Try telling a cancer patient to cure themselves, and you’ll see how helpful statements like that are. I’m sick of boys having to act like emotionless statues at school to fit in, only to cry silently in their beds at night, wanting to disappear. I know, because I hear their stories. I’ve held them when they cried.

No matter if you are heterosexual, homosexual, a schizophrenic intellectual. A white man, brown girl, green, blue, purple or black, an LSD-tripping insomniac. If you’re an anorexic perfectionist, an OCD receptionist, suicidal atheist, an alcoholic therapist—Yes, okay, I’m not going to feature in an Eminem album. What I mean is, it doesn’t matter who you are or where you come from; you ALL have a voice and a story, and you are entitled to feel not okay.

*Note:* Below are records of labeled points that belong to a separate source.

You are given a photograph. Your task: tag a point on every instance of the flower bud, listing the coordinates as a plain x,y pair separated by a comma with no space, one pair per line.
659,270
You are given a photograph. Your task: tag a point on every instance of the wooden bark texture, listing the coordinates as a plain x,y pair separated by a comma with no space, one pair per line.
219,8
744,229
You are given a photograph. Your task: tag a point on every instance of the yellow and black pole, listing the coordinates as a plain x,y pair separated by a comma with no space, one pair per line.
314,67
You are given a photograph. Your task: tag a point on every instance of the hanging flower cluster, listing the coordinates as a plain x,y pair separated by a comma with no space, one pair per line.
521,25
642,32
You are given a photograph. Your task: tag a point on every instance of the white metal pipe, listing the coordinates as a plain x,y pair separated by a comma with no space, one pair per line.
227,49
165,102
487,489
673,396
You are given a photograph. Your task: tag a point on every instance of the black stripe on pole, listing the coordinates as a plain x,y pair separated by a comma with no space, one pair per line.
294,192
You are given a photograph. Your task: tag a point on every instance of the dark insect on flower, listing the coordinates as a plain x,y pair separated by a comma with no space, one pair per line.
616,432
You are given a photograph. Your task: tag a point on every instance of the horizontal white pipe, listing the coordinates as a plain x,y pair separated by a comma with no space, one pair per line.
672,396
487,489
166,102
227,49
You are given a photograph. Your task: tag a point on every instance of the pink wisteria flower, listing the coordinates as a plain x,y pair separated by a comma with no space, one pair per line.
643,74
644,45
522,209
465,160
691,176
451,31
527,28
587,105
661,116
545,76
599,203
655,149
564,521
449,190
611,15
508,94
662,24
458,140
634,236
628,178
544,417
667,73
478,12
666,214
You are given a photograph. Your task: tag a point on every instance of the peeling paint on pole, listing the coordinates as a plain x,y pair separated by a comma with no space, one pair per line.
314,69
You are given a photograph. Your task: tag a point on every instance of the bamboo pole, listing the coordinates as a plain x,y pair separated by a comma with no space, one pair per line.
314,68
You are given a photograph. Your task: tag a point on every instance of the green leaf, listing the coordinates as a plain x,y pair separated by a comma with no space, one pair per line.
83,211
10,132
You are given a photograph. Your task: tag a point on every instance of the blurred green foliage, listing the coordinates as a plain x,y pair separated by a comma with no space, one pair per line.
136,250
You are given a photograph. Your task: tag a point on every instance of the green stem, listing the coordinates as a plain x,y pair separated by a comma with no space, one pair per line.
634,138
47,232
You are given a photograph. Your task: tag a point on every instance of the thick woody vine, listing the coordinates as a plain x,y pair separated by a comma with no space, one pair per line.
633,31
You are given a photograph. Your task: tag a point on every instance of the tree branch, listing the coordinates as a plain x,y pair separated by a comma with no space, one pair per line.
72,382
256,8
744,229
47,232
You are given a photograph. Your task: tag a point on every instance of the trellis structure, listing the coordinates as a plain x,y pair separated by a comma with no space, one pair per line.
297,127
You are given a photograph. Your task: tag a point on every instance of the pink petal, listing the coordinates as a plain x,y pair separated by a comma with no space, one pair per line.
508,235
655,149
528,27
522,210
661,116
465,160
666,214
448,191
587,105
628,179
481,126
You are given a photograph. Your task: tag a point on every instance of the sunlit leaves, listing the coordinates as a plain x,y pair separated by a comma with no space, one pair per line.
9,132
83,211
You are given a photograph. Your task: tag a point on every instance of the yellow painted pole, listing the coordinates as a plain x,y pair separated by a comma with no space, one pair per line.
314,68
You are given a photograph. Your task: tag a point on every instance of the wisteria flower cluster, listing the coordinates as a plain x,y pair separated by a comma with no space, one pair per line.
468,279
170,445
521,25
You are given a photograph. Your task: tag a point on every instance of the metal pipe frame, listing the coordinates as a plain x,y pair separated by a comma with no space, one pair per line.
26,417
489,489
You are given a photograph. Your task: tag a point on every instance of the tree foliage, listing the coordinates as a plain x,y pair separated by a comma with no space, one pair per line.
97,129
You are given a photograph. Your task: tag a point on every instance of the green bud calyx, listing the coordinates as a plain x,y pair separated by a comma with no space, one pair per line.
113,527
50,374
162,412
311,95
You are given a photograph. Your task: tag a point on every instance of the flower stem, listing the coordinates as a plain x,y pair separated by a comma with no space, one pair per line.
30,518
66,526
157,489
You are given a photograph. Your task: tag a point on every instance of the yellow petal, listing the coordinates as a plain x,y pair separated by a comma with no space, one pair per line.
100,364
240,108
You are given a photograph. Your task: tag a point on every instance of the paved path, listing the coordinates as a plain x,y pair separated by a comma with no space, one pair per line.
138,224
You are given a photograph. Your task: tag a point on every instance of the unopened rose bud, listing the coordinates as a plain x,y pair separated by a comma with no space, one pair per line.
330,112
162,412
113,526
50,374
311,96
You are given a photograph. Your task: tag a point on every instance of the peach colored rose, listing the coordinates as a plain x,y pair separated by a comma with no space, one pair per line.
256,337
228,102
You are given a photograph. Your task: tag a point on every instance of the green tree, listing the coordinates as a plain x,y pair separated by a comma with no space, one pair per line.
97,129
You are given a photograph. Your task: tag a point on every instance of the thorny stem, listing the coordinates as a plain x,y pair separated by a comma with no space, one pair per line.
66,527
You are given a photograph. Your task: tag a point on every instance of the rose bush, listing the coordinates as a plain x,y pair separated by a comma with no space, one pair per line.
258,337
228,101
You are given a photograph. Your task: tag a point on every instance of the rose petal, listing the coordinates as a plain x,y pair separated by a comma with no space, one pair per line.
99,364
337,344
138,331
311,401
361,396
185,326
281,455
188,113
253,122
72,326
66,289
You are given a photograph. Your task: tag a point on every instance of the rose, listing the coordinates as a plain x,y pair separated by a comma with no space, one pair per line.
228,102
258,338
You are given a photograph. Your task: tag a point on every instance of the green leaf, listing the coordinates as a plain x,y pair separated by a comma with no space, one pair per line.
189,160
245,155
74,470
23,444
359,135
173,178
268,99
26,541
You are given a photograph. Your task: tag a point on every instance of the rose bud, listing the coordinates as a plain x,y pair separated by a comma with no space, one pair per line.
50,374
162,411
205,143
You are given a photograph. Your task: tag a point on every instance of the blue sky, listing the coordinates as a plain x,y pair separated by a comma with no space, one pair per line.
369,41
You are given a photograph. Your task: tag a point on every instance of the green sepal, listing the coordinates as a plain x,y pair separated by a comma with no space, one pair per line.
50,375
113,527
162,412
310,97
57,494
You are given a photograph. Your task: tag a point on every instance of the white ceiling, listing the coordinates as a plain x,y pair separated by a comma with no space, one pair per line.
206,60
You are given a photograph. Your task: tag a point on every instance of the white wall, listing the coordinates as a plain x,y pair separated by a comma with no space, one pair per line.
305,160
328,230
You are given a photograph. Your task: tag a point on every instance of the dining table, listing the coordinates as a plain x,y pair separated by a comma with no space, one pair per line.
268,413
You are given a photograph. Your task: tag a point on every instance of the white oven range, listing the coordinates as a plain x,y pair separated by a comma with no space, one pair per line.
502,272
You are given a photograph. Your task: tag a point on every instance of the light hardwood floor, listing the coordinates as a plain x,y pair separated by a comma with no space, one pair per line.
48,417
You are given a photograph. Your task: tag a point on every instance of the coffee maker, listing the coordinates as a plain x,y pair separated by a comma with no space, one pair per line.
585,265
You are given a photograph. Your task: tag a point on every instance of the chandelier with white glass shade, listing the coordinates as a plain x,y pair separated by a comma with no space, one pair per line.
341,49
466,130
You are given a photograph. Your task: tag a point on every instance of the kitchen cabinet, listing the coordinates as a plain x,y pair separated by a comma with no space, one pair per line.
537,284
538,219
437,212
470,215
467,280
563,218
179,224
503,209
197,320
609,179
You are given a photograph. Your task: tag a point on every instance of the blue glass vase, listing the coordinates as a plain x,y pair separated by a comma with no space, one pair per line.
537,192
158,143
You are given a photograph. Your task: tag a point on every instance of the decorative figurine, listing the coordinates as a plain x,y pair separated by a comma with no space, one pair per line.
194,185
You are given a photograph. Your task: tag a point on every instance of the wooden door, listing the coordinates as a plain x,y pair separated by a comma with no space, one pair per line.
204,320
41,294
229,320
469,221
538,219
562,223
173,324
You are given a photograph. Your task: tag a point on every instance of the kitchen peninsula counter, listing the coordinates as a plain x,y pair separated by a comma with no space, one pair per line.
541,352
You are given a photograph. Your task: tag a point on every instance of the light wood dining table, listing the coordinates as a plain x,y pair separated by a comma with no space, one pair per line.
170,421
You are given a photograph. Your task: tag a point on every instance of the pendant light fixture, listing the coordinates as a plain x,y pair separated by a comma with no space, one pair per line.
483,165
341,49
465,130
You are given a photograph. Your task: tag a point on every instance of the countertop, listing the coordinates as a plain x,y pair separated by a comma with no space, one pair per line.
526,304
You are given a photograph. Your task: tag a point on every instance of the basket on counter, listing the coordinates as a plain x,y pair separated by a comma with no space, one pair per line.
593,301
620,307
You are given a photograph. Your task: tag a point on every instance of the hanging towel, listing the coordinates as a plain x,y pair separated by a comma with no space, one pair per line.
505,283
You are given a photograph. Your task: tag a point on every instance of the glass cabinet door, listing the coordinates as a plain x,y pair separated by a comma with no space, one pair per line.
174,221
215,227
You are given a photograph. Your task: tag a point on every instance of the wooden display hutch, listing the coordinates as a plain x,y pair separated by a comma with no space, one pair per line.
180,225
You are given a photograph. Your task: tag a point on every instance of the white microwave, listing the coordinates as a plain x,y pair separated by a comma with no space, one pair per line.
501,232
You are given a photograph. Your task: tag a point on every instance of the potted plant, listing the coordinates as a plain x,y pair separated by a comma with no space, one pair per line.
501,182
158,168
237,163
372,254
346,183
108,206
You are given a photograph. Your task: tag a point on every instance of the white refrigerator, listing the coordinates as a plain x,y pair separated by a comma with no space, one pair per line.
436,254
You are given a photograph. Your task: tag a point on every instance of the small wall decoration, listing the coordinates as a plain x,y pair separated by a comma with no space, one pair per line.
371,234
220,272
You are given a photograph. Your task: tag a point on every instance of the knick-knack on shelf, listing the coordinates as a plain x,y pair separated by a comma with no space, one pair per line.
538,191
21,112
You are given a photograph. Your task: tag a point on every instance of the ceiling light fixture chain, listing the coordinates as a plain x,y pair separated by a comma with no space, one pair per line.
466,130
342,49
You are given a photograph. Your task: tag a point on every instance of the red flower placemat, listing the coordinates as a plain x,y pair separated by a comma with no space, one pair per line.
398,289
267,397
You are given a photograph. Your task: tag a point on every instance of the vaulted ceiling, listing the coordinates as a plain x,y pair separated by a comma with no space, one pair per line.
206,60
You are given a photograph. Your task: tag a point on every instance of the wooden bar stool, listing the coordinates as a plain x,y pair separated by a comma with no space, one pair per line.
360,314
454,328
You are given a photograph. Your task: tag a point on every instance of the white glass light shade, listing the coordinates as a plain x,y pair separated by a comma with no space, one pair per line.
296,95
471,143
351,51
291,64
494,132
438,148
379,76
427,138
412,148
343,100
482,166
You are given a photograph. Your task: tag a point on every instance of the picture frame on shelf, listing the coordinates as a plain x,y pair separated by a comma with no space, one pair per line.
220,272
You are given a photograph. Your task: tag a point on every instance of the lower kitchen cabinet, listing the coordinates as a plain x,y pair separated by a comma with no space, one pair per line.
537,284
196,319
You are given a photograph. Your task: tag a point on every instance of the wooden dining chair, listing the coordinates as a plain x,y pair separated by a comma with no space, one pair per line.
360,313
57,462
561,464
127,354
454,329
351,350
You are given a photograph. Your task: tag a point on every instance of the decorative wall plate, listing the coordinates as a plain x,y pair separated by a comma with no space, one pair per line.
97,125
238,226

We’re only human: and society has to stop teaching us that we shouldn’t possess things that make us a member of our species, having to shove all the emotional baggage, all our unique traits, in the cupboard under the stairs like they’re Harry Potter hiding from the Dursley’s. It shouldn’t have to be this way.

Please, if you’re suffering, seek help. You deserve happiness. Recovery is possible; take it from someone who thought it wasn’t. If you are suffering from an eating disorder, depression, anxiety, whatever it is you carry on your shoulders, it’s okay to lean on those around us for support. If you are a parent/friend/family member looking for someone with personal insight into any of the above-mentioned issues, please don’t hesitate to contact me or leave me a question.

Remember: you are not a college admission rank, a statistic, a grade, a measurement, the number of friends you have, the amount of boys/girls who like you, the classes you’re good at, what you eat, the compliments you receive, the criticisms that come your way, nor are you the things you do or fail to do. NOTHING can encompass all that you are, and when you try to fit into these types of categories, or determine your worth by them, you’re reducing yourself. You’re so much more.